If I have a local, mutable vector, I can partition it as follows, copied from the documentation of partition
.
let mut a = vec![1, 2, 3, 4];
let (even, odd): (Vec<i32>, Vec<i32>) = a.into_iter().partition(|&n| n % 2 == 0);
The a
vector is consumed (moved) in this process. However, the same call to partition doesn't work if I have a borrowed mutable reference.

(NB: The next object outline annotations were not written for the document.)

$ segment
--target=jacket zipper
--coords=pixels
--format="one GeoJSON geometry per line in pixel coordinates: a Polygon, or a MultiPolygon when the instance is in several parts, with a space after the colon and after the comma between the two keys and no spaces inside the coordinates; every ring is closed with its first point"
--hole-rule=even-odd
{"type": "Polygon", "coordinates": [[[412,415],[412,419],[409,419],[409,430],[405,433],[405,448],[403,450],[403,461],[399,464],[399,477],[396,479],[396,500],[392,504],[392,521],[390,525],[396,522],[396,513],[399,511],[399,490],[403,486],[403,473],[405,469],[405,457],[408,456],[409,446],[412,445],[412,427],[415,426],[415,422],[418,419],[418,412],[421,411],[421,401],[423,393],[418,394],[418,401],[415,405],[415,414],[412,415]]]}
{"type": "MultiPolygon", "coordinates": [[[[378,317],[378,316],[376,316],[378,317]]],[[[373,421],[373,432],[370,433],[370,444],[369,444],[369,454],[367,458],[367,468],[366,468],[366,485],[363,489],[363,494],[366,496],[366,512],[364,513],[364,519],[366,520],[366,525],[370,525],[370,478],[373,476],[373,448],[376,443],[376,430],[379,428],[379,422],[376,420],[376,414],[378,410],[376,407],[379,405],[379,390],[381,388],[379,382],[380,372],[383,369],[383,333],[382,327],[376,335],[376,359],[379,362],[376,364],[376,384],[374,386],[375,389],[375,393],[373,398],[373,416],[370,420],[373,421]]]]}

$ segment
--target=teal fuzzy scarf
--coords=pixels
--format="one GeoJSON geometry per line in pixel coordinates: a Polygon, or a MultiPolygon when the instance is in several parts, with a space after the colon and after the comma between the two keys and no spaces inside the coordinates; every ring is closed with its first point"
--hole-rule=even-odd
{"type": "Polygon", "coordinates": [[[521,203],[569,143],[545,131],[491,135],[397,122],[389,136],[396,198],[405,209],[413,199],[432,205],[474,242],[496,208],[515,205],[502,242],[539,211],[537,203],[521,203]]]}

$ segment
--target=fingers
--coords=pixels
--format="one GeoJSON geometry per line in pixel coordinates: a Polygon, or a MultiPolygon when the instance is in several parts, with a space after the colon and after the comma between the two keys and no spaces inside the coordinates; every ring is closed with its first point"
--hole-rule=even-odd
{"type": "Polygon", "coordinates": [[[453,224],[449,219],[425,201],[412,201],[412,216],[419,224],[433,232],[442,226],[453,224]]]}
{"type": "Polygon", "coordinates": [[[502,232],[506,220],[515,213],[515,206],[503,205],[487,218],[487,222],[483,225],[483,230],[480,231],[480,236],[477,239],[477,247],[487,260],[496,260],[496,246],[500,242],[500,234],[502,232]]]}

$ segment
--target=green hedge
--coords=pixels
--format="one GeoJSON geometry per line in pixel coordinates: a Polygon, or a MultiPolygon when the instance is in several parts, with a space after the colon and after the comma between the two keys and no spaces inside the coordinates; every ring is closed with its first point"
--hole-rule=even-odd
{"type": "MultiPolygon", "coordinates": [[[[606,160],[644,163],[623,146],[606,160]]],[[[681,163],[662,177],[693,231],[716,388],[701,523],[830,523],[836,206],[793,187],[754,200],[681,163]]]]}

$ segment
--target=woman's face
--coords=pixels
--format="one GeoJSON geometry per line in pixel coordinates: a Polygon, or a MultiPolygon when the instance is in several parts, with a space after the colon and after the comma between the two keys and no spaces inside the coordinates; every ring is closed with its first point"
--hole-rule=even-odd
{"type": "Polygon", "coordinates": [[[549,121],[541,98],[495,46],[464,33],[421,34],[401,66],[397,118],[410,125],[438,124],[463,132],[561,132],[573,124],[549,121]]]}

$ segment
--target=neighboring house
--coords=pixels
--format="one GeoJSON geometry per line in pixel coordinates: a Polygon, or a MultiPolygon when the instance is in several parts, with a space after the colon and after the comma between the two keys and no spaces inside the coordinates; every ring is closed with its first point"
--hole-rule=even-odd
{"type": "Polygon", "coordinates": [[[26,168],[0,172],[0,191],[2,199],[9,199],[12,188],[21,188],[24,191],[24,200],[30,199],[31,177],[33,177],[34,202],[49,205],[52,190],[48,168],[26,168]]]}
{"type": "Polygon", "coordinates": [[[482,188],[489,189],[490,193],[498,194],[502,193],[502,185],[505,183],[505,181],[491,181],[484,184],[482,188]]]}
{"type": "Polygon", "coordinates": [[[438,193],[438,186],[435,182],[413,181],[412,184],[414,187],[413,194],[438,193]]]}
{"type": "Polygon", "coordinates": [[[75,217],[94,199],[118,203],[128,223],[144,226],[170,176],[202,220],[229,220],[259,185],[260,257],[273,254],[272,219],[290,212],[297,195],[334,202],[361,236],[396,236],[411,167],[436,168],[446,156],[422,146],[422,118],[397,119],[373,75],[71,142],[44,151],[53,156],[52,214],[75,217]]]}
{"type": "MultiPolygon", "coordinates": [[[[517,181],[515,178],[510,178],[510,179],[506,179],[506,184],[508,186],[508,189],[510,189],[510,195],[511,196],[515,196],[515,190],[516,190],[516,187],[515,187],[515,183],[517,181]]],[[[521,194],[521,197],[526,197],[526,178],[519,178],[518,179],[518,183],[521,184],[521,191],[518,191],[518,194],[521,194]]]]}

If I try to use the same code in that case, I get the error:
error[E0277]: the trait bound `std::vec::Vec<i32>: std::iter::Extend<&mut i32>` is not satisfied
--> src/main.rs:2:59
|
2 | let (even, odd): (Vec<i32>, Vec<i32>) = a.into_iter().partition(|n| **n % 2 == 0);
| ^^^^^^^^^ the trait `std::iter::Extend<&mut i32>` is not implemented for `std::vec::Vec<i32>`
|
= help: the following implementations were found:
<std::vec::Vec<T> as std::iter::Extend<&'a T>>
<std::vec::Vec<T> as std::iter::Extend<T>>
Based on How to make a Rust mutable reference immutable?, I wrote the following, which compiles and puts the right values into even
and odd
.
fn doit(a: &mut Vec<i32>) {
let (even, odd): (Vec<i32>, Vec<i32>) = (&*a).into_iter().partition(|&n| n % 2 == 0);
println!("even {:?}, odd {:?}, a {:?}", even, odd, a);
}
However, this does not consume the original vector, even though I'm using into_iter()
. There's something about mutability, borrowing, or iterators that I'm just not getting here.